Home
cover of episode The Story Behind Gannett's AI Debacle

The Story Behind Gannett's AI Debacle

2023/9/27
logo of podcast On the Media

On the Media

Chapters

Gannett's AI service for high school sports coverage quickly faced issues with bizarre phrases and robotic placeholders, leading to a PR crisis.

Shownotes Transcript

This episode is brought to you by Progressive Insurance. Whether you love true crime or comedy, celebrity interviews or news, you call the shots on what's in your podcast queue. And guess what? Now you can call them on your auto insurance too with the Name Your Price tool from Progressive. It works just the way it sounds. You tell Progressive how much you want to pay for car insurance and they'll show you coverage options that fit your budget. Get your quote today at Progressive.com to join the over 28 million drivers who trust Progressive.

Progressive Casualty Insurance Company and Affiliates. Price and coverage match limited by state law. My Keurig Brewer from Walmart always comes in super clutch. I got it so I can keep grinding on my paper. You know I'm hitting that deadline. I also got it so I can stay up late to do some exam cramming. And of course, you know I'll be ready to stroll into my morning class sipping in style. I guess you could say it's a literal lifesaver. Cheers to that. Shop your coffee fuel needs at Walmart. ♪

Listener supported. WNYC Studios. In August, Gannett, the country's largest newspaper company, rolled out a new artificial intelligence service that would provide automated high school sports coverage in Illinois, Texas, Wisconsin, Tennessee, Ohio, Arizona, and Indiana. And within a matter of days, it had gone horribly wrong. People were

People on Twitter/X quickly discovered that bizarre phrases like "close encounters of the athletic kind" or how one team "took victory away from another" had shown up in hundreds of local news stories.

As Scott Simon explained on NPR, in some of these AI articles, there were robotic placeholders where there should have been a mascot's name. The Worthington Christian winning team mascot defeated the Westerville North losing team mascot 2-1 in an Ohio boys soccer game on Saturday.

It's according to a story that ran last month in the Columbus Dispatch. Go winning team mascots! Our client had a PR problem on their hands. Jay Allred is the CEO of Source Media Properties, which includes Richland Source, a local news organization in Ohio.

He's also the co-founder of Lead AI, the company that built the technology that Gannett was using to automate some of its coverage. Gannett put an indefinite pause on the project of reporting high school sports results using AI with us. And we are no longer producing content for Gannett. Jay agreed to speak to me about what went wrong, his first extensive interview since his deal with Gannett blew up.

I wanted to understand why he built this technology in the first place, how it's supposed to work, and whether this disaster had shaken his belief in the potential of AI in journalism.

He told me that his team began building and using Lead AI in his own newsroom at Richland Source a few years ago, after they learned that they could draw on high school sports results from a service called ScoreStream, which collects game results often recorded by fans. Let's just take the state of Ohio, for example.

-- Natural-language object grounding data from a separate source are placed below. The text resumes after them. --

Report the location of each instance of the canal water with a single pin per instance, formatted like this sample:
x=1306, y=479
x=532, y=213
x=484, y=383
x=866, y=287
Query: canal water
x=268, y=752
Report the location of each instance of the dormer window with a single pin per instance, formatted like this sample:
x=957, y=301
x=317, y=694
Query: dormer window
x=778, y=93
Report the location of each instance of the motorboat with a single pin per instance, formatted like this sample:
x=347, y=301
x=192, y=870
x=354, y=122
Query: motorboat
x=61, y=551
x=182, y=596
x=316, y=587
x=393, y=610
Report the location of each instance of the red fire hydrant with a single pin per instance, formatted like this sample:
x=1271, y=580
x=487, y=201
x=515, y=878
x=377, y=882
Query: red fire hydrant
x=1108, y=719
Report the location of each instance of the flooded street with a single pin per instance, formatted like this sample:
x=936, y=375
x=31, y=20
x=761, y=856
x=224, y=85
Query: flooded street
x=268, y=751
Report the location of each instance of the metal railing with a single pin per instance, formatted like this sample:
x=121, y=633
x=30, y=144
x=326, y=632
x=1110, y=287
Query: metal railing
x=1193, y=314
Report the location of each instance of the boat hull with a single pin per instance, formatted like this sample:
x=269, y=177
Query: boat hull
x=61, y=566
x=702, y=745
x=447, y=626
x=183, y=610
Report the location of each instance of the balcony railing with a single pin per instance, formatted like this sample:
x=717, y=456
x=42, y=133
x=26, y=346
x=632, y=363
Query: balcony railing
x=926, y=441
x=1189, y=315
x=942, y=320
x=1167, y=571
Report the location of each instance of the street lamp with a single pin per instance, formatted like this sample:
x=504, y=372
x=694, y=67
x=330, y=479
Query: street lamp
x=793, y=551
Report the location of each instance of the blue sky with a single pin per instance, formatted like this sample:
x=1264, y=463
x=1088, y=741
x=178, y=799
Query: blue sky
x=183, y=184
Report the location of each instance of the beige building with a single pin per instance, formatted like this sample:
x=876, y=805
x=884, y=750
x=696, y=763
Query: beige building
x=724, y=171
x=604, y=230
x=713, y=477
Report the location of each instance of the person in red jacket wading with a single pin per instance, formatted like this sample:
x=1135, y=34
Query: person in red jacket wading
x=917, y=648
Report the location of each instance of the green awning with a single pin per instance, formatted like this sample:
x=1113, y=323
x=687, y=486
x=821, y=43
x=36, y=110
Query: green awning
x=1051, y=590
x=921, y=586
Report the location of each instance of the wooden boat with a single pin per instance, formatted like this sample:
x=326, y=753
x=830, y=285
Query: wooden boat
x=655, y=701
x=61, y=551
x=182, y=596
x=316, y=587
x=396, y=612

We look at all of the high confidence games in the state of Ohio, and then we're analyzing the box score. So if we're looking at a football game, we're trying to figure out, was it a close game? Was it in overtime? Was it a blowout? Was it a come from behind win in the fourth quarter? We've kind of grouped those different outcomes into scenarios. And then we're going to pull from a library of pre-written templates, plug those variables into those pre-written templates,

Choose a headline. They're all pre-written and they have variables that get plugged in. Typically with our clients, we connect to their CMS via an API, an application programming interface. Go in and then programmatically create that asset on behalf of the customer. Title it, assign an author, tag it for SEO.

And then we can either publish those assets in draft status, or we can actually automatically publish them for the customer. How many customers do you have? About 20 individual newsrooms around the country. The goal was that you could basically be offering, let's say, fairly rudimentary coverage of high school sports all across Ohio or wherever that

that your writers and editors wouldn't necessarily have to be solely on the hook for producing, and then they could go and do more meaningful coverage. We're a small newsroom. There's only 10 of us, and there's only one full-time sports reporter. There's well over 20 high schools in our region. So we can use Lead AI to cover six games on that particular night. What this lets us do is be able to provide coverage to communities that we wouldn't have been able to be at that game at all.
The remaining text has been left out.